I got to researching refrigerator efficiency, and I was kind of surprised at just how much you CAN do to help yours out:
- Keep the refrigerator mostly full, leaving just a little bit of room for the cold air to circulate. Pack your freezer as tightly as possible. Once your items are either chilled or frozen, they do their own work keeping the inside of the fridge cool, especially after the door has been opened or when the power is out.
- If keeping your fridge and freezer packed is unrealistic (like you can’t eat the food fast enough), then fill them with jugs of water or extra ice trays instead. Cool drinks of water don’t usually turn sour.

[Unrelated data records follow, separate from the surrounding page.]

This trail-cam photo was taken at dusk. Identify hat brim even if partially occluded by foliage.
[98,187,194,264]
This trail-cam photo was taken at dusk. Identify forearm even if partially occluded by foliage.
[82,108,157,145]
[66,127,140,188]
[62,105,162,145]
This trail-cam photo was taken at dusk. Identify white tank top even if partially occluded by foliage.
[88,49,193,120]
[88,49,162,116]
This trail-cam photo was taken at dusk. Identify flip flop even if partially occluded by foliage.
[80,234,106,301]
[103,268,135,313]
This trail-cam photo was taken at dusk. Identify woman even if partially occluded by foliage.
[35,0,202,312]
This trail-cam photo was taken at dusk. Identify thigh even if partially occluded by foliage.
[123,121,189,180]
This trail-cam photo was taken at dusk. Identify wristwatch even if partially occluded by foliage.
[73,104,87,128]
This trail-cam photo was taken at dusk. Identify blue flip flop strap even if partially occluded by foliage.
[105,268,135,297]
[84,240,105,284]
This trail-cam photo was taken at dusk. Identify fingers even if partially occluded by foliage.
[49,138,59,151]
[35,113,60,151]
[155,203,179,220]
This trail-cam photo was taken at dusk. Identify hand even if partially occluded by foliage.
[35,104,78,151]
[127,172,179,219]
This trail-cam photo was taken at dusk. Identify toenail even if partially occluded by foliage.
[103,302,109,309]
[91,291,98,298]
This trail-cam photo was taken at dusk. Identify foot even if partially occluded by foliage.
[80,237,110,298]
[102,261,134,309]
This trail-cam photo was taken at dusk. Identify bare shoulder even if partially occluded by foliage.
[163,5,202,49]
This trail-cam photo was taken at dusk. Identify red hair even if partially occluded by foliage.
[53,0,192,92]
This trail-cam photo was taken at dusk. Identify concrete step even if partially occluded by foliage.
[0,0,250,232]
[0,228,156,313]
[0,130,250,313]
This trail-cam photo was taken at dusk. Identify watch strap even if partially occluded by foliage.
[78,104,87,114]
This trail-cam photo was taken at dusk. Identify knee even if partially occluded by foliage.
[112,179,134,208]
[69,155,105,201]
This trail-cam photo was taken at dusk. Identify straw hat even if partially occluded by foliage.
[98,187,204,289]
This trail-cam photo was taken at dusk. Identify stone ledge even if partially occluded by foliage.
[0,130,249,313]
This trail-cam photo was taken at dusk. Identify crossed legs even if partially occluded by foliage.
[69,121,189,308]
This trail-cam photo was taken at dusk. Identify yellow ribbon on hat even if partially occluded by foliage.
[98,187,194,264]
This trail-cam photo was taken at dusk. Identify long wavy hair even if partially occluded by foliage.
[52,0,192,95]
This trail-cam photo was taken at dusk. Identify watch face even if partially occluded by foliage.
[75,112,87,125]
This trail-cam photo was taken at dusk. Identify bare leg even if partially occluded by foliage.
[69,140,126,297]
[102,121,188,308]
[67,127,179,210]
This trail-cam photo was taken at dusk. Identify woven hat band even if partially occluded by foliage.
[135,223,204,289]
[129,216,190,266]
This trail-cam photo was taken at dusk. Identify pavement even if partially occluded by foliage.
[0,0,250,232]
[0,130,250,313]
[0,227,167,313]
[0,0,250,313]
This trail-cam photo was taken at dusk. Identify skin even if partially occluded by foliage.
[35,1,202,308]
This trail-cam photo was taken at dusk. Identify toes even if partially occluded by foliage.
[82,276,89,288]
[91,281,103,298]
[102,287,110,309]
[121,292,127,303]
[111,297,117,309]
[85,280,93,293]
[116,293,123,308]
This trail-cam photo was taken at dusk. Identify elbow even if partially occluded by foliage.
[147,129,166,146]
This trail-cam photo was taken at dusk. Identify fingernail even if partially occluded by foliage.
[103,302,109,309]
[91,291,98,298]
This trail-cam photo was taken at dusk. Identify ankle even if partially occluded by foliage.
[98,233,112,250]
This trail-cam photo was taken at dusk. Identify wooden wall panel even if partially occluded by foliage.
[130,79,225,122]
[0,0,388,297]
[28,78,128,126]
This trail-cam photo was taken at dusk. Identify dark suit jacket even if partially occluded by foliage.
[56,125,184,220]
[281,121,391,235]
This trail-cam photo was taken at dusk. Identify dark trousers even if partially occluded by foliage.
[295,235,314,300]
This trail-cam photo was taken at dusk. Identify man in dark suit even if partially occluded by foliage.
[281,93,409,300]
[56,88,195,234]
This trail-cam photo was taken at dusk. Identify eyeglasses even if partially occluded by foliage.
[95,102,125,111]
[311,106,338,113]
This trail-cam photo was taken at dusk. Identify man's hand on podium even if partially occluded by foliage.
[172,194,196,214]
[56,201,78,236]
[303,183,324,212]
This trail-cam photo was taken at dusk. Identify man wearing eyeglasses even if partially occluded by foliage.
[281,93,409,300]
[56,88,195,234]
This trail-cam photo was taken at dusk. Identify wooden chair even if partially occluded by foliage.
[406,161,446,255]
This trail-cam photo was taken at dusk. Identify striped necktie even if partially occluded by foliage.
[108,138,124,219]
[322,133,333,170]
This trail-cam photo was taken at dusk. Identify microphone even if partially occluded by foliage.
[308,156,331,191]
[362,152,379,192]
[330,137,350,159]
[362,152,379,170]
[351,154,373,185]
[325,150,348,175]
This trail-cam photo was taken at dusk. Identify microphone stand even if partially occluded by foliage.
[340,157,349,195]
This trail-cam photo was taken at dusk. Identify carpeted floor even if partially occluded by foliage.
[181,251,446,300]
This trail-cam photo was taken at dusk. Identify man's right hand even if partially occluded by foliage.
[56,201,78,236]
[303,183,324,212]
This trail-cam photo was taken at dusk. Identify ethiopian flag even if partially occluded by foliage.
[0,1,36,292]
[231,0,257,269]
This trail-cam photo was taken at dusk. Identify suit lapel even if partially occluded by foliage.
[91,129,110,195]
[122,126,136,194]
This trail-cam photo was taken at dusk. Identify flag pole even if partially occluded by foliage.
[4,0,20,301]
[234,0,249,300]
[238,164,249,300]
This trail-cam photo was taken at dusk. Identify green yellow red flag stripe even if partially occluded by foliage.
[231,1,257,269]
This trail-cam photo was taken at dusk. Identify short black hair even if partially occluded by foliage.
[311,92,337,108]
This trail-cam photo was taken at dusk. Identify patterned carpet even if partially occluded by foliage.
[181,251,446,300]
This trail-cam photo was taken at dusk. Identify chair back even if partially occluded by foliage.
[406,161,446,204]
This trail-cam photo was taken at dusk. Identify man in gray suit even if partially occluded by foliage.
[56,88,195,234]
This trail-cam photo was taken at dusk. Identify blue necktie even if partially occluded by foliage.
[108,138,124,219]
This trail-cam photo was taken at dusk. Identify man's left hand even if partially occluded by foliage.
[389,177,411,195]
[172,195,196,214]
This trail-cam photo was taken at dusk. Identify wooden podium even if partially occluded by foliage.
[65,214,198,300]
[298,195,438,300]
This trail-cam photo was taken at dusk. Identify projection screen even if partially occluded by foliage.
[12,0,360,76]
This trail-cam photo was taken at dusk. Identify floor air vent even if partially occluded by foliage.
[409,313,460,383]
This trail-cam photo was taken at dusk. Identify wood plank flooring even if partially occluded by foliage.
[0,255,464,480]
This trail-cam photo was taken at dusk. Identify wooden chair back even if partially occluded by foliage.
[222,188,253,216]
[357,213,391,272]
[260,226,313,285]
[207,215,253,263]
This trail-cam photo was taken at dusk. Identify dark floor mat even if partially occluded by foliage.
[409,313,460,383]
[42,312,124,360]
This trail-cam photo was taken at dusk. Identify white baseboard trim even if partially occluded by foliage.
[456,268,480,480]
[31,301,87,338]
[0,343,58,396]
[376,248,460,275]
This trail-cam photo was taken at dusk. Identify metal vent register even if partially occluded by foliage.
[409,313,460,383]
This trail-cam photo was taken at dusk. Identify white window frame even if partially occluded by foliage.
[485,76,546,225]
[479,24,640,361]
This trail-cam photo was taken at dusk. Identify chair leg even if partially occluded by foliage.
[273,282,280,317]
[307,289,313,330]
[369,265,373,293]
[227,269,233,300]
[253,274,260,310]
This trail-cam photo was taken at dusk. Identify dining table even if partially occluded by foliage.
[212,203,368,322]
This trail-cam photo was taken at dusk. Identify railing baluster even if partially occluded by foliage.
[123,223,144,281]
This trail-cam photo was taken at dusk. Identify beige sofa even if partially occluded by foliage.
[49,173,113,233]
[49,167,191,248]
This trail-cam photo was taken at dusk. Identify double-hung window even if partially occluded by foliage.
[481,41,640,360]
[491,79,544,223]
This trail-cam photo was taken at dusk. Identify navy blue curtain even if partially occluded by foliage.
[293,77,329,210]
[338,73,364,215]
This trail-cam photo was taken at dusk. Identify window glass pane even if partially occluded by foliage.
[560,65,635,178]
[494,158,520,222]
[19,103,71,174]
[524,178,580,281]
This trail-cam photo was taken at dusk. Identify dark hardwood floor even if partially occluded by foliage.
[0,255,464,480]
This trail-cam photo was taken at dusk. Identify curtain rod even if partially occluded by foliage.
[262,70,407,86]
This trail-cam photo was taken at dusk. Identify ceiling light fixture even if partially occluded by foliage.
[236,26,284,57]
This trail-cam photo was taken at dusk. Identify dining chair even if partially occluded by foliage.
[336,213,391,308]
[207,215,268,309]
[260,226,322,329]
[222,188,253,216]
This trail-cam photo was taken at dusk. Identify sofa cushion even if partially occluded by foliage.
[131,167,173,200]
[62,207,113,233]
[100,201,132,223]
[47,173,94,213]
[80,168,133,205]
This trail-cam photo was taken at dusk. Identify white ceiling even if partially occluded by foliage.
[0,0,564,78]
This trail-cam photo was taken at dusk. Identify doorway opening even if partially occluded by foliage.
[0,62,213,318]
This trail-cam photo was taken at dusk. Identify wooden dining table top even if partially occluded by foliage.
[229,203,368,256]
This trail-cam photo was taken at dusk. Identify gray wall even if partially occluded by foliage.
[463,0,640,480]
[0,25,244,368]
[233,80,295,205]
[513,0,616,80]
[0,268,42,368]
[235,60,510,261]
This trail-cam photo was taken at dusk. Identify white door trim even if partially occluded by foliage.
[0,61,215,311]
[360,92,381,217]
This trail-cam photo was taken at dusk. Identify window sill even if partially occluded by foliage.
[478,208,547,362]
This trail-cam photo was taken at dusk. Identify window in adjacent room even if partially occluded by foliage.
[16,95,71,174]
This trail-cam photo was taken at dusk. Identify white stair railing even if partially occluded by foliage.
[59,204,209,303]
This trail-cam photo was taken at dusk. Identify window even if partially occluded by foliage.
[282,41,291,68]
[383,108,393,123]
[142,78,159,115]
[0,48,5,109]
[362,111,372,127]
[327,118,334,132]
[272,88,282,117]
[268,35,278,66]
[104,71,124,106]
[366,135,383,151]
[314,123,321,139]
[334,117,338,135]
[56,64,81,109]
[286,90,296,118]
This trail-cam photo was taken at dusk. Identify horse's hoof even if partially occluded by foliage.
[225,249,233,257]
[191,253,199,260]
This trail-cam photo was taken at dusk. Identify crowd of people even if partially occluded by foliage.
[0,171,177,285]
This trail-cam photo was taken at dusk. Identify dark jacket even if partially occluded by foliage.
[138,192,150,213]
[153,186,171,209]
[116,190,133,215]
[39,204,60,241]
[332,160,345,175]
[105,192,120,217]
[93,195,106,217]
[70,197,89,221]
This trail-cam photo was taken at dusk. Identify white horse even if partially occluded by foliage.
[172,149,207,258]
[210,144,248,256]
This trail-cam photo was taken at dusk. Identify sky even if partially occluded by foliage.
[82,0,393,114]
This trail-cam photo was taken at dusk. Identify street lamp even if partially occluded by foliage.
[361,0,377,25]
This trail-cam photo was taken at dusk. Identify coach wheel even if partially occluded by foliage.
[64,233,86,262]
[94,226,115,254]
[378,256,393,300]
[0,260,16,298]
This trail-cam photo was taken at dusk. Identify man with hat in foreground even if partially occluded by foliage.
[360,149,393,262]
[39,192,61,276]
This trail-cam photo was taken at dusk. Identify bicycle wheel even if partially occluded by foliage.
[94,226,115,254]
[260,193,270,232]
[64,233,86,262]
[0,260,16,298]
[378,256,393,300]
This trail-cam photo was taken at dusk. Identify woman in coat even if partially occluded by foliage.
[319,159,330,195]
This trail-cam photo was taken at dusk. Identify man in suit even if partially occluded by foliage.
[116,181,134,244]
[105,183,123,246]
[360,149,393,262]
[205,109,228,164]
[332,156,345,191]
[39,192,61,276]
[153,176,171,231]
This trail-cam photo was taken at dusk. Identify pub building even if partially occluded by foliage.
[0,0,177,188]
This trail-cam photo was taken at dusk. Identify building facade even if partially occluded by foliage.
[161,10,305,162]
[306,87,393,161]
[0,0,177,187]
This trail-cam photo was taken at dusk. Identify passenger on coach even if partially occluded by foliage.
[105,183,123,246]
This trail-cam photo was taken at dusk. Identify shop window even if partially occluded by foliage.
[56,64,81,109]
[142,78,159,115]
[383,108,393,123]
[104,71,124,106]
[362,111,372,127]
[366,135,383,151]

- Make sure the fridge’s coils aren’t working harder than they need to. Don’t push the fridge all the way against the wall — give those coils room to breathe, and keep them clean by vacuuming them every so often.
- Don’t turn the temperatures down any farther than they need to be. Refrigerators operate best between 35 and 40 degrees and freezers should be kept around 0 degrees.
- And your parents were right when they were shouting at you during your childhood to close the door! The longer you keep open the door to the fridge or freezer, the more the cold air escapes, which means the more energy it needs to keep everything cool.
- If you’re weighing the benefits/drawbacks to keeping your old refrigerator against getting a new one, check out these Energy Star tools.